5 things web designers can learn from Brutalism
The Brutalist school disputed the distinction between art and design. Justin Reynolds argues it has a lot to teach today's web designers.
As every designer knows, design is not art. Designers don't create for the sake of creating: they seek to solve communications problems for their clients, drawing upon a toolkit of proven, sober, hard-won design methodologies and techniques.
In short, design is an objective, not a subjective process. Before putting pen to paper, cursor to pixel, designers undertake pragmatic, hard-headed research: they analyse target audiences, develop user personas and study the work of their client's competitors.

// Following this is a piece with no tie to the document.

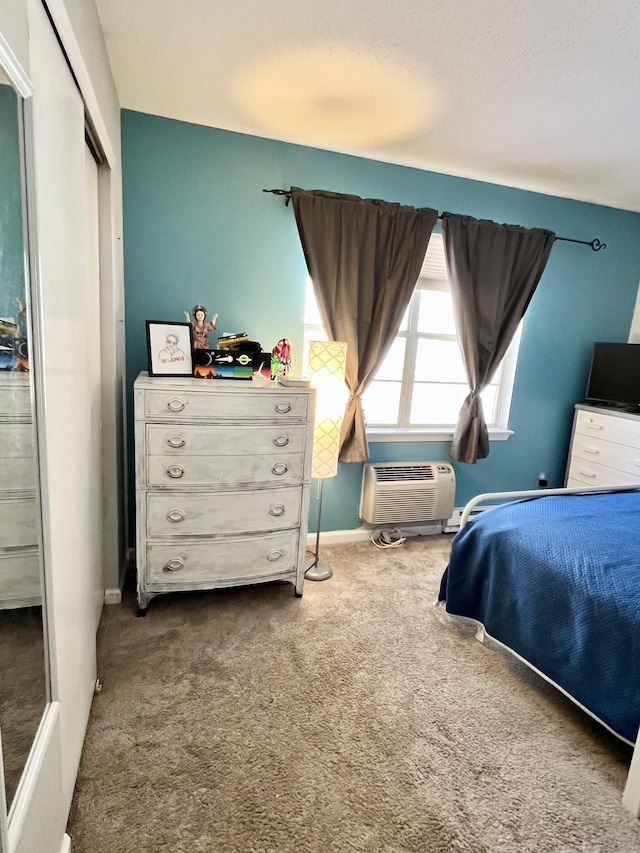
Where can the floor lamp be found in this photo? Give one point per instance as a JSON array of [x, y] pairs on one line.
[[327, 361]]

Their findings inform project objectives that set strict parameters for the application of the designer's imagination and creativity regarding choice of imagery, typography, colours and layout.
This understanding of design as method, as process, provides the philosophical underpinning for the curricula of all contemporary design schools, and is set down as an indicator of professional competence on the 'how we work' page of every design agency website.
But we haven't always done things this way.
Once, design equalled art
Today's design orthodoxies are less than a century old, evolving from the modernist design movements of the early 20th century. Before then designers were indeed considered artists, of a sort.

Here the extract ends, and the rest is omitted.